Durch die Befreiung der Welt von diesen „sündigen“ Taschen soll sich der Konsum, so wie wir ihn kennen und genießen, für immer verändern. Bevor wir das Haus verlassen, sollen wir künftig in uns gehen und fragen, ob es tatsächlich noch nötig ist, etwas einzukaufen oder besser nicht. Erst dann wirft man sich seine Jutebeutel über die Schulter oder stopft sich seinen „Stofftüte fürs Leben“ in die Hosentaschen. Es geht darum innezuhalten und genau zu überlegen, ob und was wir heute konsumieren möchten. Der eigentliche Luxus des heutigen Konsums – nämlich ihn einfach und spontan auch aus einer Laune heraus tätigen zu können – soll erschwert werden. In den Augen einer Handvoll elitärer grünen Aktivisten wäre dies vielleicht eine gute Sache – aber für den Rest von uns eher nicht.

Weniger Plastiktüten würden mehr Unannehmlichkeiten bedeuten. Über ihren eigentlichen Zweck hinaus, nämlich Einkäufe nach Hause zu tragen, werden Plastiktüten für vieles mehr verwendet. Würden andere Grüne (etwa die Partei Bündnis 90/Die Grünen in Deutschland – Anmerkung des Übersetzers) mit ihren Forderungen durchkommen, Plastiktüten generell zu verbieten, müssten z.B. Radfahrer eine Alternative zu dem einfachen Trick entwickeln, bei Regen Plastiktüten als Trockenhalter für ihren Sattel zu benutzen. Auch könnte man nicht mehr einfach so Getränke in der Plastiktüte zu einer Party mitzubringen und diese Tüte anschließend beim Gastgeber liegen lassen. Schließlich ließe sich die Plastiktüte auch nicht mehr als Müllbeutel-Ersatz nutzen.

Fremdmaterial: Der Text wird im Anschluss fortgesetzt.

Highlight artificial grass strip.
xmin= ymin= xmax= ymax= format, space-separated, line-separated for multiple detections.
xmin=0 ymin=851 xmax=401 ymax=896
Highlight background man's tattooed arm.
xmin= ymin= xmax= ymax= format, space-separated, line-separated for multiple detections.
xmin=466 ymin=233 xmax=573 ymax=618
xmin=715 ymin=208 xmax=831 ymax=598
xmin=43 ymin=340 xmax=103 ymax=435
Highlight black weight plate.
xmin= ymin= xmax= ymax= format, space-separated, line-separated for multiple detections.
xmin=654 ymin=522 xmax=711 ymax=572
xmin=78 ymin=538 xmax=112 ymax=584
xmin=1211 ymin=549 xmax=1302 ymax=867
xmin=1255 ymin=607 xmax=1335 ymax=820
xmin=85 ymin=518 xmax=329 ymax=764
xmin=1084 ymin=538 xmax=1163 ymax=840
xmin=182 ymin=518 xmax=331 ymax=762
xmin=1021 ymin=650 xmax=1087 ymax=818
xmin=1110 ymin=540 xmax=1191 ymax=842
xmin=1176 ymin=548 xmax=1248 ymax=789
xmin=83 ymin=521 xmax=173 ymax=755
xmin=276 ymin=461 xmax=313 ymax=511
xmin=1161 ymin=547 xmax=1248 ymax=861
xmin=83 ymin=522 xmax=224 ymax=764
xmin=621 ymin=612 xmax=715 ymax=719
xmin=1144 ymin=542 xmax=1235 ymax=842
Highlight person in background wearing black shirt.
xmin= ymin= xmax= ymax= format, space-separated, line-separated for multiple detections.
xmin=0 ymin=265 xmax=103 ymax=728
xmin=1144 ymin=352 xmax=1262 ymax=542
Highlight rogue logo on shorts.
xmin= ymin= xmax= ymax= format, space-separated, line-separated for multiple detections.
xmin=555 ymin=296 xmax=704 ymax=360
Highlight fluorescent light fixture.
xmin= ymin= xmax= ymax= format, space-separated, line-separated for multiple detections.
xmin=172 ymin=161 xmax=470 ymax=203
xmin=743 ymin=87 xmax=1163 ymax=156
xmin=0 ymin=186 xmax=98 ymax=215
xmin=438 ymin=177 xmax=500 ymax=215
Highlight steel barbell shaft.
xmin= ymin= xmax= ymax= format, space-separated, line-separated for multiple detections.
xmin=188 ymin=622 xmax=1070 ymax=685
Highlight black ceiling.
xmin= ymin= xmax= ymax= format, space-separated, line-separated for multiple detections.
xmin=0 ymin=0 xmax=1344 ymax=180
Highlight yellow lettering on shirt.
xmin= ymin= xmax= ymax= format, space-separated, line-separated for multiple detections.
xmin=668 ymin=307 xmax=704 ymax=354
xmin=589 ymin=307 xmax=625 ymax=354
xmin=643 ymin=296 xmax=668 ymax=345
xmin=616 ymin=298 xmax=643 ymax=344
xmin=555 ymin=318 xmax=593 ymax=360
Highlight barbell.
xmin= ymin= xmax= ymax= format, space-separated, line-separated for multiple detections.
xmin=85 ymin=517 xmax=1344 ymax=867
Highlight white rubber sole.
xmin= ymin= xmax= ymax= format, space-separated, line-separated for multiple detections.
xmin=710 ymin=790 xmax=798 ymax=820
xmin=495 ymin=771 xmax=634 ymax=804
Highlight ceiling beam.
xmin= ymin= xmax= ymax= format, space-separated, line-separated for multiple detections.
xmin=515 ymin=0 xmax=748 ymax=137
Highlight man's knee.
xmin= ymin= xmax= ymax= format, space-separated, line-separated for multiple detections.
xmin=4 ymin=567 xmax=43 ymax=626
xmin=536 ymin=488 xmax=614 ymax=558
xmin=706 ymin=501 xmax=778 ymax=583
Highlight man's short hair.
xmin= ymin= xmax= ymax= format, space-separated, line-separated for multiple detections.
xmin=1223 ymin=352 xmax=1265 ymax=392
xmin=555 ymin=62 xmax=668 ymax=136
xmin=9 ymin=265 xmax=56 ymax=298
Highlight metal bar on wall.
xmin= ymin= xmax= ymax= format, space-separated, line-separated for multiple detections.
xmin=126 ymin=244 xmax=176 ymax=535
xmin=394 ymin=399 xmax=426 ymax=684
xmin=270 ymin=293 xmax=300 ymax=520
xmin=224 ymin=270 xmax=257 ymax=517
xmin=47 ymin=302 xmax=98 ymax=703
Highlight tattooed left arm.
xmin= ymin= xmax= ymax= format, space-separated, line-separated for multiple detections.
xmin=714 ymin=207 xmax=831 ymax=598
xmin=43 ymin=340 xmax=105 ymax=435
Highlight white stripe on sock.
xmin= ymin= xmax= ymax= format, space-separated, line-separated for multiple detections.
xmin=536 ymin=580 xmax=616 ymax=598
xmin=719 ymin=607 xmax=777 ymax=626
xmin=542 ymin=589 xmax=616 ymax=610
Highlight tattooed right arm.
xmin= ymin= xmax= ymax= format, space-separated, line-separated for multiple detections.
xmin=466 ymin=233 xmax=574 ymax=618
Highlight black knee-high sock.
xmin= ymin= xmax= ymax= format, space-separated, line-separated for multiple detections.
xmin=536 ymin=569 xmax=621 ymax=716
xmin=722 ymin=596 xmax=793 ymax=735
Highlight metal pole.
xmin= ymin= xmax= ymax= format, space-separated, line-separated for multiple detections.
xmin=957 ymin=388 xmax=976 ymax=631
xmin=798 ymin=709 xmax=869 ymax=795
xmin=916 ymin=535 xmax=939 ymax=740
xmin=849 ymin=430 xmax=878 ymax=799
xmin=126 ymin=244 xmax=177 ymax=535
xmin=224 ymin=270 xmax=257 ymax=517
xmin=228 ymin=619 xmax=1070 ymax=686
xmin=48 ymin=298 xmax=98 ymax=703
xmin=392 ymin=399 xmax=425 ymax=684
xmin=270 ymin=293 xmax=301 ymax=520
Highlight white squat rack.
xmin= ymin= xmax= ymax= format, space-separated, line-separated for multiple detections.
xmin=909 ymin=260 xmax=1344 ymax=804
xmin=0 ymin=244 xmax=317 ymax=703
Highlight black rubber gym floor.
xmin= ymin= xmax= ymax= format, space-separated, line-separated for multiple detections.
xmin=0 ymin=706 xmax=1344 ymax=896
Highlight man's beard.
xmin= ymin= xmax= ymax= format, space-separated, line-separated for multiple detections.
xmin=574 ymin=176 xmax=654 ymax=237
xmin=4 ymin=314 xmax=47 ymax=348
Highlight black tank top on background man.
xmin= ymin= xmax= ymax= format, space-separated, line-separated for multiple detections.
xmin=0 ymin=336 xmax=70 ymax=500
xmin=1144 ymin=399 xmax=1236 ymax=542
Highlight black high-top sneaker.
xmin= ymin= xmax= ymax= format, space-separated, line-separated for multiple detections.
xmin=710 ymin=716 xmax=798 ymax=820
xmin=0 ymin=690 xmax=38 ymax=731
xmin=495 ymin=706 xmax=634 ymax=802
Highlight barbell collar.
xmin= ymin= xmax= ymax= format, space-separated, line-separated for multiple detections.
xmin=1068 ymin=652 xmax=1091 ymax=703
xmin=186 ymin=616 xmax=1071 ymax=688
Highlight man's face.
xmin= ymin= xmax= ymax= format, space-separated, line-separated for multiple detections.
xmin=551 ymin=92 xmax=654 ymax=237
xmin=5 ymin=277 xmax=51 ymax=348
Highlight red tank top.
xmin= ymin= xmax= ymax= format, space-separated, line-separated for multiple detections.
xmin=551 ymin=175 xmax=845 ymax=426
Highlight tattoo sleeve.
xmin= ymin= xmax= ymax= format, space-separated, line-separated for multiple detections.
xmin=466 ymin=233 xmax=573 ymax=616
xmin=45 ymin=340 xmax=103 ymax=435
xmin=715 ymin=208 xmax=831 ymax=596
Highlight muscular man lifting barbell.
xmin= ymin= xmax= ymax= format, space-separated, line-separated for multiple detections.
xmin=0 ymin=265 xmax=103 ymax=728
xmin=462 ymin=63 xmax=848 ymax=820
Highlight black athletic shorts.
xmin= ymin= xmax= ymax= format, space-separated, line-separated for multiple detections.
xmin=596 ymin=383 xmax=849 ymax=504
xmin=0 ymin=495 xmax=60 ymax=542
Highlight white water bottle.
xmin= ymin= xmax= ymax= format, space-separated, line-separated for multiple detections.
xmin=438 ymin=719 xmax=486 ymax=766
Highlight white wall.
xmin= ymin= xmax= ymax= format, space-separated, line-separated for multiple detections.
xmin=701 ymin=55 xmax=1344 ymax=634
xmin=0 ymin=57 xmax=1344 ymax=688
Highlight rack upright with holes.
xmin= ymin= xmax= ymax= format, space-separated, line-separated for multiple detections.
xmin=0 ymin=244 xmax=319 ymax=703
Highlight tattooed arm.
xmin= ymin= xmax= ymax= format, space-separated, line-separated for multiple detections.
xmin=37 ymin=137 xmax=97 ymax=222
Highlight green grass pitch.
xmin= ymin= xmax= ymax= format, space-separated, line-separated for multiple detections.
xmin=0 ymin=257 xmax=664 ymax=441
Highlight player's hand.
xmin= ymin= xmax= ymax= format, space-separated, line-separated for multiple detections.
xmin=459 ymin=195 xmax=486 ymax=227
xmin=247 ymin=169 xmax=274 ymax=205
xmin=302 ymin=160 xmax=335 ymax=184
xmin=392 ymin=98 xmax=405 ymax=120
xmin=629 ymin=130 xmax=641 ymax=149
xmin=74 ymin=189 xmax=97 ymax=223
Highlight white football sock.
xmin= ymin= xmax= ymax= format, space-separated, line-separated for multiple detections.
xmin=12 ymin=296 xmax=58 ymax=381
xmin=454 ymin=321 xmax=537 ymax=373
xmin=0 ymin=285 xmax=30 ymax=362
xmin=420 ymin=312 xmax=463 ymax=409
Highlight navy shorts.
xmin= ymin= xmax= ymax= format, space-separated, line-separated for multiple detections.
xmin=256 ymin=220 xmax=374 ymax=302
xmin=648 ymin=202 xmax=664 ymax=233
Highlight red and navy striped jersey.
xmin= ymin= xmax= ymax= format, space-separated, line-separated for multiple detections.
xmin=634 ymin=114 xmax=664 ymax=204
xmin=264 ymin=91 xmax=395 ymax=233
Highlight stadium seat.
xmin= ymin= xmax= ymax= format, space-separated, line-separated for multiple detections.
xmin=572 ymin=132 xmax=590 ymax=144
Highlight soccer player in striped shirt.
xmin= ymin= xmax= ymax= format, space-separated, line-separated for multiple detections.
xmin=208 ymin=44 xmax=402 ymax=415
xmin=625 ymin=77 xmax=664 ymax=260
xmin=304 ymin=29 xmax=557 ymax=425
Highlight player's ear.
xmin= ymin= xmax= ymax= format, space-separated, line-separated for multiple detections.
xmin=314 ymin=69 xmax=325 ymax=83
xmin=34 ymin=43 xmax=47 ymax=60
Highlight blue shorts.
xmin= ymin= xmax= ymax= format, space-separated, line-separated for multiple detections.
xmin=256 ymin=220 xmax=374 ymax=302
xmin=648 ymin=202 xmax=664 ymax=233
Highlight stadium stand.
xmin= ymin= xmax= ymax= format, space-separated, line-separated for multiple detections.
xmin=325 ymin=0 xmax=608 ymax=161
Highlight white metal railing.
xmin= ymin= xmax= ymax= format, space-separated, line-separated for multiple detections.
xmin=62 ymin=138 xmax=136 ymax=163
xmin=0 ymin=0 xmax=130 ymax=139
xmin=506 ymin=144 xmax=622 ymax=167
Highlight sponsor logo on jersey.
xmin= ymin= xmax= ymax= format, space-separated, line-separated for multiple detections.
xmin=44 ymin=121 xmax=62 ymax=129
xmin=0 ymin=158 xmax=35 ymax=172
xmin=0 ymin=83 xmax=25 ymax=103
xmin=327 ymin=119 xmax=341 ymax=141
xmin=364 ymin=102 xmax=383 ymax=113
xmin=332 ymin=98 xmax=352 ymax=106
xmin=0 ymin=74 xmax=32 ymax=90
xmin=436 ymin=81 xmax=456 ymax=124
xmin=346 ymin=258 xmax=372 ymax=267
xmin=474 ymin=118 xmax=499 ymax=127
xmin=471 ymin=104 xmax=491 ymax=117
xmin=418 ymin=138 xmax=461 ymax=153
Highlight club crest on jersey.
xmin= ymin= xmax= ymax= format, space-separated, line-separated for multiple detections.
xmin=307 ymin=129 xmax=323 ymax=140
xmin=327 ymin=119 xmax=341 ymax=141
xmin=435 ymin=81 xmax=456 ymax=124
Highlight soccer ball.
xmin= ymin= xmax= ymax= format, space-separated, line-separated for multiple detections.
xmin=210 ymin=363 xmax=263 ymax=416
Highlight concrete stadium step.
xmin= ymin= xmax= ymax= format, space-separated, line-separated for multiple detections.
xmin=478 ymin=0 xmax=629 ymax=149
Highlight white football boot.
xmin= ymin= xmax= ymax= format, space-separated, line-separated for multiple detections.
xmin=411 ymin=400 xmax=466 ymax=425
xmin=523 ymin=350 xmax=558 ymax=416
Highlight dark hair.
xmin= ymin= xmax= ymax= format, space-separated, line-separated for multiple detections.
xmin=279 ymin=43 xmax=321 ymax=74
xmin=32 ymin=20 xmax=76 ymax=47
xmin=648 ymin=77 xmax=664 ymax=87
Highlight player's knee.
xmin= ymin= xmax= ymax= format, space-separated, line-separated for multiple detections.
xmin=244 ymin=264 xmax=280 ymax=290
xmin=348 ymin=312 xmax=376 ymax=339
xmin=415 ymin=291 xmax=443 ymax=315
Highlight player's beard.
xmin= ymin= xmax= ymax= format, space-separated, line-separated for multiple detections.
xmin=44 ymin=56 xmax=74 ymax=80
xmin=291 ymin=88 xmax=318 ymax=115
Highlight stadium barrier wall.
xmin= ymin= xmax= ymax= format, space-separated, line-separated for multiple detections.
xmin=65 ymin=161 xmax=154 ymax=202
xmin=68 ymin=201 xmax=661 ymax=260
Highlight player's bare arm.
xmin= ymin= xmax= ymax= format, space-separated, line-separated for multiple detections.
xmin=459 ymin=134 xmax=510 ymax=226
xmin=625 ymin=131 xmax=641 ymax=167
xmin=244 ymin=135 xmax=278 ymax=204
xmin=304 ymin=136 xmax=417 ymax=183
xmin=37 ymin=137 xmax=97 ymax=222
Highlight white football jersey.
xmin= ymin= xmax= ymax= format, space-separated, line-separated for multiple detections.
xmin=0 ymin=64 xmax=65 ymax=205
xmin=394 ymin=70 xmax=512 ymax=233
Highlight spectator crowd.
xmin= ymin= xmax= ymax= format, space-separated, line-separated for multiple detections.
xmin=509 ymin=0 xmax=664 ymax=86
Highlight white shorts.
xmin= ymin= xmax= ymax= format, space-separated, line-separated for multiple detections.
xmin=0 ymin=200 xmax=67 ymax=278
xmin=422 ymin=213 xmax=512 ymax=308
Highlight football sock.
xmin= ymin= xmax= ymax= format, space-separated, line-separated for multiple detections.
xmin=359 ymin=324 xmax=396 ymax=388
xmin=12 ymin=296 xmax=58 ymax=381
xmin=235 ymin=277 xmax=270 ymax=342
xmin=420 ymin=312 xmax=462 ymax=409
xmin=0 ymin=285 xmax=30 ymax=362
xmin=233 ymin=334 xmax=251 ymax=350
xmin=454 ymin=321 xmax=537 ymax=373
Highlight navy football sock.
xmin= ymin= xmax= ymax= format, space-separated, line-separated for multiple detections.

Der durch Plastiktüten entstehende Müll ist im Vergleich zum Gesamtmüllaufkommen minimal. Der wahre Grund, warum dieses dünne Stück Kunststoff verboten werden soll, liegt darin, dass es so unglaublich praktisch für unser modernes Leben ist. Die Kampagne gegen die Plastiktüte ist kaum mehr als ein schlecht verhüllter Angriff auf den Konsum und die angeblich so schmutzigen Gewohnheiten der Massen.